Нечего говорить о лицейских стихотворениях Пушкина, в которых встречаем подражательные произведения, вроде «К сестре» 1814 года, «Городок», «К Батюшкову» (послания 1814 и 1815 годов), романс «Под вечер осенью ненастной» (см. ниже). Даже «Музу» 1821 года, написанную в Киеве (14 февраля), Пушкин, по свидетельству современников, «любил за то, – что (стихотворение это) отзывается стихами Батюшкова» (I, 235). Может быть, несколько преувеличивая, Пушкин приравнивал Батюшкова к Ломоносову: «Батюшков, счастливый сподвижник Ломоносова, сделал для русского языка то же самое» (V, 20). Но Батюшков почти ничего не сделал для проведения народности в содержании своих произведений. Он мечтал об исторических сюжетах, о поэмах в народном стиле и, без сомнения, создал бы что-либо выдающееся в этом роде, если бы не стечение обстоятельств, нарушивших равновесие его душевного строя, его страстей. Он встретил только «Руслана и Людмилу» Пушкина и исчез навсегда из области литературных и общественных интересов. Друзья, и в том числе молодой Пушкин, ожидали от Батюшкова многого (VII, 107). Без сомнения, он, а не кто другой, разбудил поэзию в Пушкине.

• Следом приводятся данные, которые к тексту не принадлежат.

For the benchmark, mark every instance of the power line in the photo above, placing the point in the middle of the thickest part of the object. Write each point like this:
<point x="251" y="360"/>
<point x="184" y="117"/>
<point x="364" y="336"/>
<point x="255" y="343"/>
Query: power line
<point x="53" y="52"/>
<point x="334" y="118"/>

Между тем Пушкин, вступая в свете со всей страстью и упоением жизнью, преклонялся про себя перед личностью и поэзией Жуковского (1783–1852):

Душа к возвышенной душе твоей летела
И, тайно съединясь, в восторгах пламенела, —

писал он в послании «К Жуковскому» 1817 года (I, 164). Еще с большей искренностью и увлечением отнесся Пушкин в 1818 году в двух прелестных обращениях «К портрету Жуковского» и к «Жуковскому»:

Блажен, кто знает сладострастье
Высоких мыслей и стихов,
Кто наслаждение прекрасным
В прекрасный получил удел,
И твой восторг уразумеет
Восторгом пламенным и ясным!

Жизнь Жуковского занимает видное место в житейских отношениях Пушкина, от первого вступления нашего поэта в литературу, в сознательное служение ей до последних мгновений Александра Сергеевича, когда он скончался в день рождения Жуковского, 29 января 1837 года. Жуковский так же покровительствовал Пушкину, как Карамзин; но, несмотря на неравенство лет (Жуковский родился в 1783 году, 29 января), между поэтами завязалась тесная искренняя дружба: с 1822 года Пушкин в письмах обращается с Жуковским на «ты», признавая его с памятного момента лицейской встречи в 1815 году, когда Жуковский подарил ему стихи (V, 2), своим учителем. Пушкин называет Жуковского в послании «К сестре» 1814 года певцом Людмилы и задумчивой Светланы, в IV песне «Руслана и Людмилы» 1820 года «Певцом таинственных видений, любви, мечтаний и чертей, могил и рая» и вспоминает свои впечатления от «Громобоя» и «Вадима» («Двенадцати спящих дев»); еще позднее, в 1828 году, Пушкин возвращается к первому произведению Жуковского, поразившему «весь свет» – в подражании Грею, – т. е. «Сельскому кладбищу» 1802 года. В истории русской словесности Пушкин признавал за Жуковским важное и решительное значение в области слога (VII, 107 и 129). Но влияние Жуковского на Пушкина не ограничивалось одним слогом и юношескими подражаниями (например, послание Пушкина к кн. Горчакову написано в подражание посланий Жуковского к Филалету – Тургеневу): оно шло глубже и отражалось в элегиях Пушкина, в образах и выражениях, впервые введенных в русскую литературу Жуковским из подражания германской поэзии (особенно Шиллеру), а отчасти и самостоятельно, в отклонении от подлинника, в образах, созданных Жуковским в соответствии с его духом, со всем пережитым и перечувствованным мечтательным поэтом. Кроме элегии (напр., мысли о смерти, об умерших женщинах, близких – дорогих сердцу поэта) влияние Жуковского на Пушкина сказалось и в народных балладах, как «Жених», «Утопленник», «Бесы», и в народных сказках, и в патриотических одах, написанных поэтами во время совместной жизни в Царском Селе и изданных вместе в одной книжке 1831 года. Последнее было своего рода состязанием и сотрудничеством двух поэтов.